The Queen ‘would have avoided speaking to Boris Johnson if he had tried to call snap general election during his last days in office’, officials claim in new book

  • On July 6 Boris Johnson hinted he was considering calling snap general election
  • But new book by Sebastian Payne claims he might have been stopped by Queen
  • Journalist and author said ‘magic triangle’ of senior figures were ready to stop it
  • Source quoted as saying No10 would be told the Queen couldn’t come to phone  

The Queen would have been ‘unavailable’ to talk to Boris Johnson if he had phoned her to speak about dissolving Parliament and calling a general election during his final days in power, a new book claims.

On July 6 Boris Johnson heavily hinted that he was considering calling a snap general election in a bid to get re-elected by the public amid attempts by Tory MPs to oust him over the Chris Pincher affair.

In the end it didn’t come to that as Mr Johnson resigned the following day after dozens of ministers left his government.

But a new book by journalist and author Sebastian Payne suggests that even if Mr Johnson had tried to call an election, he might have been prevented from doing so by the Queen avoiding speaking to him. 

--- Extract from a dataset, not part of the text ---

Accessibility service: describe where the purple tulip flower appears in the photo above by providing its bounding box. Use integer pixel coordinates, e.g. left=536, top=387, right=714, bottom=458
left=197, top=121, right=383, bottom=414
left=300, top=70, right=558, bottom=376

The Queen would have been ‘unavailable’ to talk to Boris Johnson if he had phoned her to speak about dissolving Parliament and calling a general election during his final days in power, a new book claims. Pictured: The Queen welcoming newly elected Mr Johnson in July 2019

Under the Lascelles Principles – a constitutional convention – a monarch has the power to refuse a request from the prime minister to dissolve Parliament if the existing Parliament is still ‘viable’, if a general election would be ‘detrimental to the national economy’ and if the sovereign could find another prime minister ‘who could govern for a reasonable period with a working majority in the House of Commons’.

Mr Payne claims a ‘magic triangle’ of senior figures – Sir Graham Brady, the chairman of the 1922 Committee, Simon Case, the Cabinet Secretary, and Edward Young, the Queen’s chief courtier – were ready to prevent Mr Johnson from calling a general election, the Telegraph has reported.

A Whitehall insider is quoted as saying: ‘If there was an effort to call an election, Tory MPs would have expected Brady to communicate to the palace that we would be holding a vote of confidence in the very near future and that it might make sense for Her Majesty to be unavailable for a day.’ 

According to a second source, it would be ‘politely communicated to Downing Street’ that the Queen ‘couldn’t come to the phone’ if she received a request for a call about dissolving parliament.

Mr Payne’s book, titled The Fall of Boris Johnson, also describes how Welsh Secretary Simon Hart found out from one of his junior ministers that the prime minister was planning on replacing him, prompting his resignation.